The samples were observed via Field Emission Scanning Electron Microscopy (FESEM, Zeiss Ultra 55cv, Zeiss, Oberkochen, Germany) by drop casting a diluted vesicle suspension (1% v/v in Milli Q water) onto silicon wafers pre-cleaned with chloroform, ethanol, water and UV-ozone. To generate a conductive surface, samples were sputtered with gold for 30 s, corresponding to a ∼5.0 ± 0.5 nm thin gold layer. FESEM measurements were collected using the Inlens secondary electron detector, with an operation voltage of 5 kV. The images were analysed using ImageJ (software version 1.53r).

Transmission Electron Microscopy (TEM, FEI Talos F200X) images of samples drop casted onto copper grids (mesh 400) with ultra-thin carbon film (<3 nm) supported by lacy-carbon-film (Plano GmbH, Germany) were recorded using an acceleration voltage of 80–200 kV. The images were analysed using ImageJ.

The structures were also observed via epifluorescence microscopy, using an Axiovert 135 microscope equipped with an AxioCamMRm and Zen 2.3 lite software and a filter set with λ_ex = 540–552 nm and λ_em > 590 nm (Carl Zeiss MicroImaging GmbH, Germany). The camera exposition time was 80 ms in brightfield, and 2000 ms with the filter set.
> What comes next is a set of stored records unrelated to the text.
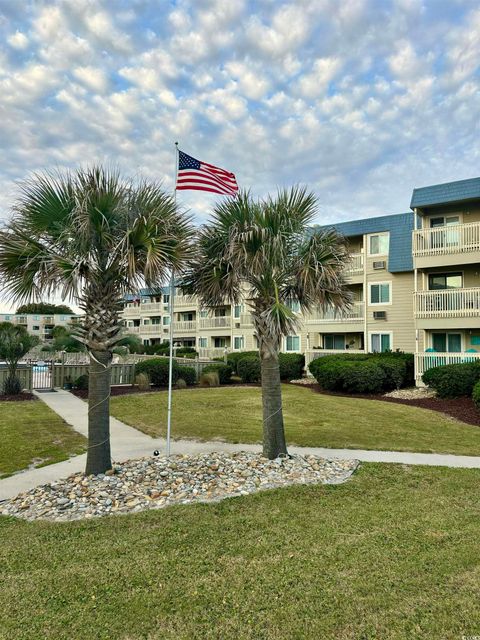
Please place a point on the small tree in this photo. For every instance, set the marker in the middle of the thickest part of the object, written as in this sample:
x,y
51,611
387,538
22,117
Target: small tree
x,y
268,253
15,342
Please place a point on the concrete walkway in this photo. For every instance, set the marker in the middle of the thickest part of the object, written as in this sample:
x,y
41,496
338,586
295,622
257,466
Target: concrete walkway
x,y
127,442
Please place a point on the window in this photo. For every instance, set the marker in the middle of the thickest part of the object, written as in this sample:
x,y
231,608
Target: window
x,y
380,293
238,342
380,342
447,342
237,310
292,343
334,341
445,281
378,244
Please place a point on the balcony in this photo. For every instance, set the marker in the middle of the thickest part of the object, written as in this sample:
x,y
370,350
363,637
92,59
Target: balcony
x,y
222,322
425,361
450,245
184,326
440,305
354,314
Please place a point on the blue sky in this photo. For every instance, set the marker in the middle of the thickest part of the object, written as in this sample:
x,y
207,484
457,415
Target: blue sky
x,y
361,100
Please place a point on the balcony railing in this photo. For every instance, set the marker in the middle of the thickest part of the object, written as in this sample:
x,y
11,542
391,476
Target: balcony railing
x,y
223,322
448,303
459,238
185,325
356,264
354,314
425,361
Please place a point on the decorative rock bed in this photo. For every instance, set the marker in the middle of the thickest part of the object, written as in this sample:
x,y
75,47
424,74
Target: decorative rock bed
x,y
153,483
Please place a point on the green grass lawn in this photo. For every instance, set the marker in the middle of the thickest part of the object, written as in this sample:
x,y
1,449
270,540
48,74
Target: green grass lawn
x,y
31,433
311,419
392,554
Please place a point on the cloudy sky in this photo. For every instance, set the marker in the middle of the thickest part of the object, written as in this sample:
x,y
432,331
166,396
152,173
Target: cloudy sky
x,y
361,100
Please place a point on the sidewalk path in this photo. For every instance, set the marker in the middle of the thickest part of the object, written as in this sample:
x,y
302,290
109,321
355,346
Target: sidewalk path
x,y
127,442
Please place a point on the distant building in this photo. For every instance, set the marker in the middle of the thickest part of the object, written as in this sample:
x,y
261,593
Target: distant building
x,y
415,279
40,325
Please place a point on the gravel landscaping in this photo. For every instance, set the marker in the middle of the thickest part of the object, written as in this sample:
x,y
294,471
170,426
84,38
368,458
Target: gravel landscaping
x,y
152,483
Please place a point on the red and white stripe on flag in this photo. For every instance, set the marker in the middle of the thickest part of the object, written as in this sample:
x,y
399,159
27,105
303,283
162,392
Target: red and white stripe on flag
x,y
201,176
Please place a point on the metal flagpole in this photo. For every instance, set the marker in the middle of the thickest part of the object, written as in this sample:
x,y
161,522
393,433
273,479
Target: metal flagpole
x,y
172,296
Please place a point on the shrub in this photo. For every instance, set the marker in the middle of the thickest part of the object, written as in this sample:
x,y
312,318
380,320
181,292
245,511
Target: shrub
x,y
476,395
142,380
209,379
81,382
12,386
453,380
188,374
363,377
248,368
291,365
224,372
157,370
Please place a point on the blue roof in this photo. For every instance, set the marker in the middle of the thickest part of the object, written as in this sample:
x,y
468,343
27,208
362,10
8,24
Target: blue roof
x,y
447,193
399,225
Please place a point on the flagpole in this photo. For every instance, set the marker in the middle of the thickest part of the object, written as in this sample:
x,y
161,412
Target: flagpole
x,y
172,296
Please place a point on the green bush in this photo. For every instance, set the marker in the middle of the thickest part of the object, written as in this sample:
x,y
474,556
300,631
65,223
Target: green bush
x,y
157,371
453,380
248,368
476,395
224,372
291,365
81,382
188,374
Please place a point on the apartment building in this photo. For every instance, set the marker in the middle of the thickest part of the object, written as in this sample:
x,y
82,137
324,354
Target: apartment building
x,y
446,260
415,279
40,325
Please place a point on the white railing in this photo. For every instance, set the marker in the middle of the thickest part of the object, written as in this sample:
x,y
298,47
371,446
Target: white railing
x,y
312,354
425,361
354,314
356,263
448,303
211,353
185,325
215,323
458,238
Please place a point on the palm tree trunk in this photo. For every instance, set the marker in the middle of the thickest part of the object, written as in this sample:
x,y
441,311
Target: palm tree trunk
x,y
98,455
273,428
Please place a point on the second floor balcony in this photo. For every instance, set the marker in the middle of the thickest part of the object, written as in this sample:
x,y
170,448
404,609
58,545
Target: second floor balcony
x,y
451,244
448,303
354,314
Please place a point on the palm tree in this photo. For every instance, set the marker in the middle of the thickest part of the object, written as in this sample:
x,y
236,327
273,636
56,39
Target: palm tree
x,y
266,252
92,237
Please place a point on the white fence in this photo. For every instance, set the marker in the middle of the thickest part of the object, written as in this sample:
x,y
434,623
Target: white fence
x,y
459,238
448,303
425,361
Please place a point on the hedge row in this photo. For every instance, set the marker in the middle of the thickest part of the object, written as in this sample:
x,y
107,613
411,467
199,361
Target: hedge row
x,y
363,373
157,371
453,380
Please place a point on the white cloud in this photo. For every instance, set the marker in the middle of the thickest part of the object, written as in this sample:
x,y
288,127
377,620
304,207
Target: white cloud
x,y
18,40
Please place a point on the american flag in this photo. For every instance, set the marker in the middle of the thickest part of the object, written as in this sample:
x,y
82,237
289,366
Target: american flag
x,y
201,176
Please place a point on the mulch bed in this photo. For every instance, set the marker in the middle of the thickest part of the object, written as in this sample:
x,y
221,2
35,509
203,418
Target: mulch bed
x,y
461,409
20,397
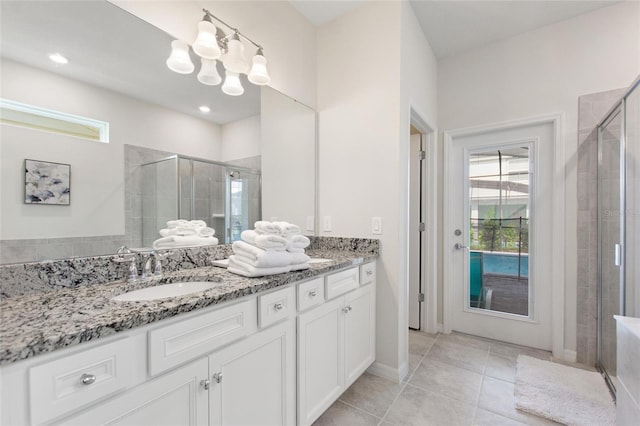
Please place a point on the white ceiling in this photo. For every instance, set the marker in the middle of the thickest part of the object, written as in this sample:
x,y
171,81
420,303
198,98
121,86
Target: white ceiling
x,y
453,26
110,48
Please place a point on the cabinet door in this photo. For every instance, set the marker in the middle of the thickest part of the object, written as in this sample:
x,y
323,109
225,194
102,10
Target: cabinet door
x,y
253,381
359,332
320,359
176,398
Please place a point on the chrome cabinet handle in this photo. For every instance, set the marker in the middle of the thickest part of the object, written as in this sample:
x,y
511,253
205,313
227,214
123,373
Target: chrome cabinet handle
x,y
87,379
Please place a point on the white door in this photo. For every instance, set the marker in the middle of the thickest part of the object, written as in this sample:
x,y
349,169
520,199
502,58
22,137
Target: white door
x,y
359,332
320,359
415,217
253,381
498,234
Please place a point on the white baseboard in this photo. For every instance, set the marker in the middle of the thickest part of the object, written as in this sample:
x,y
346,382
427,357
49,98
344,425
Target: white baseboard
x,y
570,356
386,372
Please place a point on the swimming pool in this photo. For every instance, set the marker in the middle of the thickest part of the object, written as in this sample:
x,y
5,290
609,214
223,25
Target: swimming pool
x,y
505,263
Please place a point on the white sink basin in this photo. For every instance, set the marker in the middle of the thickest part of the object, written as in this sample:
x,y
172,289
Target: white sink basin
x,y
319,260
164,291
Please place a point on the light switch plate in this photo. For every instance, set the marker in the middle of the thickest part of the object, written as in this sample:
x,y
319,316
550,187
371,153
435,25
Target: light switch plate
x,y
376,225
327,224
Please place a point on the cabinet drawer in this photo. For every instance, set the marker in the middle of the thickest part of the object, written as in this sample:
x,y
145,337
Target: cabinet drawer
x,y
275,306
367,273
341,282
187,339
67,383
310,294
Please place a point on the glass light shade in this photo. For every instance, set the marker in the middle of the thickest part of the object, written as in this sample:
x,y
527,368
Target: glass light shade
x,y
234,60
209,73
232,85
180,61
259,74
206,44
2.2.5. Irradiation experiments. Irradiation was performed using a home-built device (Fig. S5†). A flat bottom polystyrene 96-well plate (Sarstedt, Germany) was half-filled with 48 green LED bulbs (3 V, 20 mA, type 15505, λ_max = 520 nm (Fig. S6†), 4 mW cm⁻²). This well plate was placed directly on top of the plate being irradiated. Unless stated otherwise, after a 15-minute incubation period, samples were irradiated thrice for 5 minutes, with 5 minutes in the dark (covered in aluminium foil) between each exposure. The irradiation was carried out at room temperature (22 °C). The radiant exposure was calculated with the following equation:

Radiant exposure (J cm⁻²) = irradiance (W cm⁻²) × exposure time (s)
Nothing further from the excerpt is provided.